Se garder jeune en accompagnant des patients en fin de vie

Par Dany Jacques
Se garder jeune en accompagnant des patients en fin de vie
Lise Messier et Gabriel Lassonde recherchent activement des bénévoles pour rejoindre leur groupe L'Envolée. (Photo : Le Reflet du Lac - Dany Jacques)

COMMUNAUTAIRE. L’ex-juge Gabriel Lassonde a troqué les pentes de ski et les terrains de golf pour passer une partie de sa retraite à l’hôpital de Magog. Et ce ne sont pas ses 81 ans qui vont l’empêcher de s’épanouir en accompagnant des patients en fin de vie.

«Je n’étais plus assez bon pour faire du sport pendant ma retraite, je me suis alors tourné vers le bénévolat», image-t-il avec humour.

Son choix s’est tourné vers L’Envolée, un groupe qui accompagne les patients en soins palliatifs depuis 1990. M. Lassonde se rend au centre hospitalier une fois par semaine pour accompagner des gens malades qui vont bientôt mourir. Il épaule également les membres des familles éplorées.

«C’est très valorisant pour moi, car nous offrons du temps de qualité surtout à ceux qui souffrent d’isolement et de solitude, confie M. Lassonde. Ce bénévolat m’aide beaucoup personnellement, mais on aide beaucoup les malades à adoucir leur fin de parcours.»

« C’est plus difficile quand les gens meurent à 40 ans »

M. Lassonde avoue que les échanges avec les patients sont parfois très tristes. Il pleure aussi avec les malades, mais il assure surtout une oreille attentive et empathique. «C’est plus difficile quand les gens meurent à 40 ans», concède-t-il.

«On traverse parfois des petits deuils, témoigne-t-il. On s’attend parfois de revoir quelqu’un, mais on apprend à notre arrivée à l’hôpital qu’il est décédé la veille. On doit être capable de gérer ces situations et d’être capable d’apporter notre support au patient qui arrive en soins palliatifs, qui risque lui aussi de mourir dans quelques jours ou dans quelques semaines à peine.»

«Malgré ces émotions, j’ai toujours hâte de venir voir mes patients. Nous vivons des moments très enrichissants.»

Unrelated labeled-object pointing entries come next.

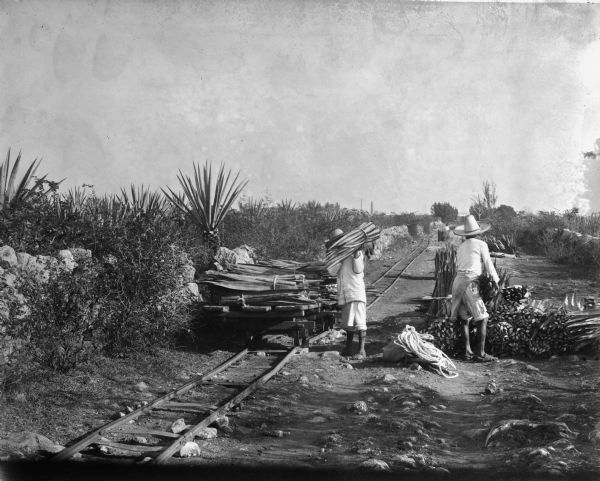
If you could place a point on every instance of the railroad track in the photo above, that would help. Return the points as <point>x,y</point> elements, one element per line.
<point>377,289</point>
<point>151,430</point>
<point>156,431</point>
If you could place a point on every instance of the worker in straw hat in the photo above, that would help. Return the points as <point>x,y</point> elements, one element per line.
<point>472,259</point>
<point>352,295</point>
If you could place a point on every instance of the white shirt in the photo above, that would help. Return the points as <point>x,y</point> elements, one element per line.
<point>350,279</point>
<point>472,257</point>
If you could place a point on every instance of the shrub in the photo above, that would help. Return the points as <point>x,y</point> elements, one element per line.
<point>57,319</point>
<point>445,211</point>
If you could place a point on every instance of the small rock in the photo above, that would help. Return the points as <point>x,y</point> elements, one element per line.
<point>179,426</point>
<point>375,465</point>
<point>332,440</point>
<point>358,407</point>
<point>276,433</point>
<point>491,388</point>
<point>207,433</point>
<point>567,417</point>
<point>221,422</point>
<point>543,452</point>
<point>141,386</point>
<point>189,449</point>
<point>404,460</point>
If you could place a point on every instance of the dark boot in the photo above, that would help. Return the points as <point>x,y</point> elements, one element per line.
<point>349,338</point>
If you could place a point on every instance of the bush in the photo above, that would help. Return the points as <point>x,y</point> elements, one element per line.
<point>57,319</point>
<point>445,211</point>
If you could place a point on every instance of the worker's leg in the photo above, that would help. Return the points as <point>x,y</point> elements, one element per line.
<point>467,338</point>
<point>481,335</point>
<point>362,334</point>
<point>349,338</point>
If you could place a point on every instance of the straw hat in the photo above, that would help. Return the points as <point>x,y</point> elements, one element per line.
<point>471,227</point>
<point>335,235</point>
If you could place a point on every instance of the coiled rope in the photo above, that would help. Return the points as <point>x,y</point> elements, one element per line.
<point>412,342</point>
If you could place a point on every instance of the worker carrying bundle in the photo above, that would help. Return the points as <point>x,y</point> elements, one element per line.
<point>341,245</point>
<point>472,259</point>
<point>346,260</point>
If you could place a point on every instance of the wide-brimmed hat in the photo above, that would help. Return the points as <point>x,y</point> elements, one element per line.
<point>335,235</point>
<point>472,227</point>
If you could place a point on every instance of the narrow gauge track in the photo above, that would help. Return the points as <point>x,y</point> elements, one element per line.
<point>377,289</point>
<point>147,431</point>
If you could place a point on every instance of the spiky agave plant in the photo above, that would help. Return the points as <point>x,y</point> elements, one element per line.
<point>141,200</point>
<point>11,190</point>
<point>207,199</point>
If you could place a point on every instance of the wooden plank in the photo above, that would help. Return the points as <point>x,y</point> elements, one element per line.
<point>279,326</point>
<point>191,433</point>
<point>138,448</point>
<point>256,308</point>
<point>298,307</point>
<point>133,429</point>
<point>262,315</point>
<point>215,308</point>
<point>82,443</point>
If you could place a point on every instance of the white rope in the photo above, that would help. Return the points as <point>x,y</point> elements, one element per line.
<point>412,342</point>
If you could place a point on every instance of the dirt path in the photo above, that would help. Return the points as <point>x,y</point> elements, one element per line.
<point>334,413</point>
<point>325,412</point>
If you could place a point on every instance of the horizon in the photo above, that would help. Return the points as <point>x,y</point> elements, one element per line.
<point>402,104</point>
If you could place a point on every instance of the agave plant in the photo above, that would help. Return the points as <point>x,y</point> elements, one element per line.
<point>207,199</point>
<point>11,190</point>
<point>143,201</point>
<point>253,208</point>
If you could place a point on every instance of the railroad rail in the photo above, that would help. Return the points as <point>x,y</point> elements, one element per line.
<point>153,430</point>
<point>380,286</point>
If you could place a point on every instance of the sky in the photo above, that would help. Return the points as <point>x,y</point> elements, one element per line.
<point>401,104</point>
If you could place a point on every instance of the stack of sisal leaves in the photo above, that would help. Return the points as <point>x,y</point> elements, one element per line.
<point>349,243</point>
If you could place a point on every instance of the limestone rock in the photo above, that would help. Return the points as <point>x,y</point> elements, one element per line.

La trésorière de L’Envolée, Lise Messier, apprécie l’authenticité qui est toujours au rendez-vous dans ces derniers moments. «Les gens sont toujours vrais en fin de vie, enchaîne-t-elle. Nous offrons notre support aux gens seuls, mais on demeure en retrait quand les familles sont présentes.»

Mme Messier avoue que l’arrivée de l’aide à mourir a changé la donne un peu. Les bénévoles se sont ajustés à cette nouvelle réalité, respectant tous les choix des malades, peu importe leur religion ou leur spiritualité.

PÉNURIE DE BÉNÉVOLES

La pénurie de «main-d’oeuvre» frappe aussi le milieu communautaire. L’Envolée ne fait pas exception à la règle avec une chute importante de bénévoles depuis la crise sanitaire. De 50 personnes, le groupe a récemment chuté de moitié avec des bénévoles offrant des heures variables. Cette ressource ne pourra répondre à toutes les demandes d’accompagnement sans augmenter le nombre de bénévoles. On souhaite couvrir plus facilement les nuits et les week-ends, en plus d’élargir l’accompagnement à d’autres secteurs de l’hôpital.

Mme Messier invite particulièrement les hommes à rejoindre le groupe, car M. Lassonde est l’unique représentant actif de la gent masculine. «C’est important d’avoir un équilibre pour satisfaire tous nos patients», prévient-elle.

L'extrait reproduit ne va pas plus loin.